Clyde was not a doctor. Gerri began to hemorrhage. Clyde fled, leaving her to bleed to death, alone in the motel room.
I would feel better to think it was sudden and that she didn’t have to lay there and be alone. But I don’t believe that’s what happened.
I believe she had some time to think. Because the way the rags were in her hands, you know what I mean, this was a woman who wasn’t just sitting about and suddenly collapsed.
This was a woman who was in the throes of dying and was doing what she could to stop bleeding and stop, you know. From that picture, that’s what it looks like.
Ms. Magazine published the photo of Gerri in 1973.

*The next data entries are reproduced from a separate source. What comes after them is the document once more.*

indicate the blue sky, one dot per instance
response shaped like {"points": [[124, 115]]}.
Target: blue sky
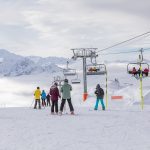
{"points": [[53, 27]]}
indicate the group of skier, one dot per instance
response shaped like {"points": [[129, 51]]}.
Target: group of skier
{"points": [[54, 95]]}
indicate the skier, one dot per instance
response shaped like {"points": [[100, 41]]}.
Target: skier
{"points": [[54, 93], [146, 72], [37, 95], [48, 100], [66, 95], [43, 97], [100, 95]]}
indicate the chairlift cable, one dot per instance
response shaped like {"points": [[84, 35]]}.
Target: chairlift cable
{"points": [[104, 49]]}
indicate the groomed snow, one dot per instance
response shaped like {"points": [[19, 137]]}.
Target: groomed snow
{"points": [[28, 129]]}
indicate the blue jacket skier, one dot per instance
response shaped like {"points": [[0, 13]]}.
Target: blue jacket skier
{"points": [[100, 96], [43, 97]]}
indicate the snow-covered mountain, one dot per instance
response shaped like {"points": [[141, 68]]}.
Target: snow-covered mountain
{"points": [[16, 65]]}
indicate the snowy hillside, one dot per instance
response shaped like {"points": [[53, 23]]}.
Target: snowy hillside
{"points": [[15, 65]]}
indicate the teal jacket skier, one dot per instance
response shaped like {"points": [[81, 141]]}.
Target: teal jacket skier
{"points": [[100, 96], [66, 95]]}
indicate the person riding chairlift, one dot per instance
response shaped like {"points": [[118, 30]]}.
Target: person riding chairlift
{"points": [[146, 71], [134, 72]]}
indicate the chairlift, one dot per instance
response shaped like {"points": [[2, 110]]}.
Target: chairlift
{"points": [[96, 69], [133, 68], [76, 80], [68, 71]]}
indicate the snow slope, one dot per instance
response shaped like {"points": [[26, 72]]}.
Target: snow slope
{"points": [[28, 129]]}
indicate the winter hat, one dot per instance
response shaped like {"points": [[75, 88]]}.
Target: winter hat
{"points": [[56, 83], [66, 80], [98, 86]]}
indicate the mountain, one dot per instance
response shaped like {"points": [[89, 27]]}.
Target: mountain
{"points": [[16, 65]]}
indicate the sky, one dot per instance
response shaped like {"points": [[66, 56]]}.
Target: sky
{"points": [[53, 27]]}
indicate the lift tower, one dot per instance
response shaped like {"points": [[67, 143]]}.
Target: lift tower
{"points": [[84, 53]]}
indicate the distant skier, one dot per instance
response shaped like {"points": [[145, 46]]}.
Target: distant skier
{"points": [[48, 100], [43, 97], [54, 93], [37, 95], [100, 95], [66, 95]]}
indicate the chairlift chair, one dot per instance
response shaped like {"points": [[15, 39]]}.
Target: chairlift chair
{"points": [[69, 72], [76, 80], [96, 69], [137, 66]]}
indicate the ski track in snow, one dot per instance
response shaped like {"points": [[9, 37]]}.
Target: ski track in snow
{"points": [[28, 129]]}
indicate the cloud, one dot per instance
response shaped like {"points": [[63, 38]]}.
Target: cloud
{"points": [[48, 27]]}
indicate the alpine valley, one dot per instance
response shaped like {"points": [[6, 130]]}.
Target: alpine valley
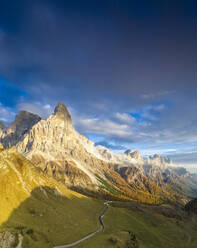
{"points": [[56, 186]]}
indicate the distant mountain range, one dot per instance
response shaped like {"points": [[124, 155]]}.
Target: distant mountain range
{"points": [[54, 182], [67, 156]]}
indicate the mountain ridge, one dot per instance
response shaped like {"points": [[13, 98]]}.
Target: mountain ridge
{"points": [[61, 152]]}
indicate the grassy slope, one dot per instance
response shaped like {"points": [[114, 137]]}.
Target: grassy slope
{"points": [[47, 217], [39, 207], [53, 220], [151, 228]]}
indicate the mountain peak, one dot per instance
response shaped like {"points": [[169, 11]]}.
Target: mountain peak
{"points": [[62, 112], [23, 121], [2, 126]]}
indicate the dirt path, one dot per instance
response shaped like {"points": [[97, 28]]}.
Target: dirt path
{"points": [[91, 234]]}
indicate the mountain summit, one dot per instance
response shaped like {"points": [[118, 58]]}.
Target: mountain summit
{"points": [[62, 112], [62, 153]]}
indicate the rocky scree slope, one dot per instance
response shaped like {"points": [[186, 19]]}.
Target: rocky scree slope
{"points": [[54, 146]]}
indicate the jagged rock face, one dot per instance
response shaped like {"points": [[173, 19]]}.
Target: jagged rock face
{"points": [[2, 126], [62, 112], [158, 160], [16, 130], [191, 206], [134, 154], [55, 147]]}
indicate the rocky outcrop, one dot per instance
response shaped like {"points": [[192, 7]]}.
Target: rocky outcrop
{"points": [[54, 146], [191, 206], [16, 131]]}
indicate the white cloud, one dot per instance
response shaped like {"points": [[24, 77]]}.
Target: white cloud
{"points": [[156, 95], [6, 114], [124, 118]]}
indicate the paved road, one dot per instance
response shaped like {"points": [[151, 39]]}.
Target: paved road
{"points": [[91, 234]]}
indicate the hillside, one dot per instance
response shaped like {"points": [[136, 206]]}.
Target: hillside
{"points": [[39, 208], [67, 156]]}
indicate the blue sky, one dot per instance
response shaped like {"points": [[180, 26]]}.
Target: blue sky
{"points": [[125, 69]]}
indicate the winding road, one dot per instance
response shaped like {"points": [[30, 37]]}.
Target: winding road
{"points": [[91, 234]]}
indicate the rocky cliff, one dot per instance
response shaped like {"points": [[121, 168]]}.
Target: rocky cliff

This woman was the victim of a criminal abortion. Her body was photographed exactly as it was found by police in a blood and barren motel room. This individual woman has come to represent the thousands of women who have been maimed or murdered by a society that denied them safe and legal abortions.
Joannie Santoro-Griffin, Gerri’s daughter, had this to say:
Now, it’s still every bit as tragic of a picture and it’s still pretty rotten that my mom has to be exposed to the public eye that way but, that’s for her sake. ’ Cause I would want people to still remember her as beautiful. I wouldn’t want anybody to have an ugly image of her. And you look at some woman lying there dead and those who are against abortion think of her as some scum and she was not. She was a beautiful, beautiful woman and that can happen to anyone.
THIS is what Bubba Carpenter and his ilk are proud of.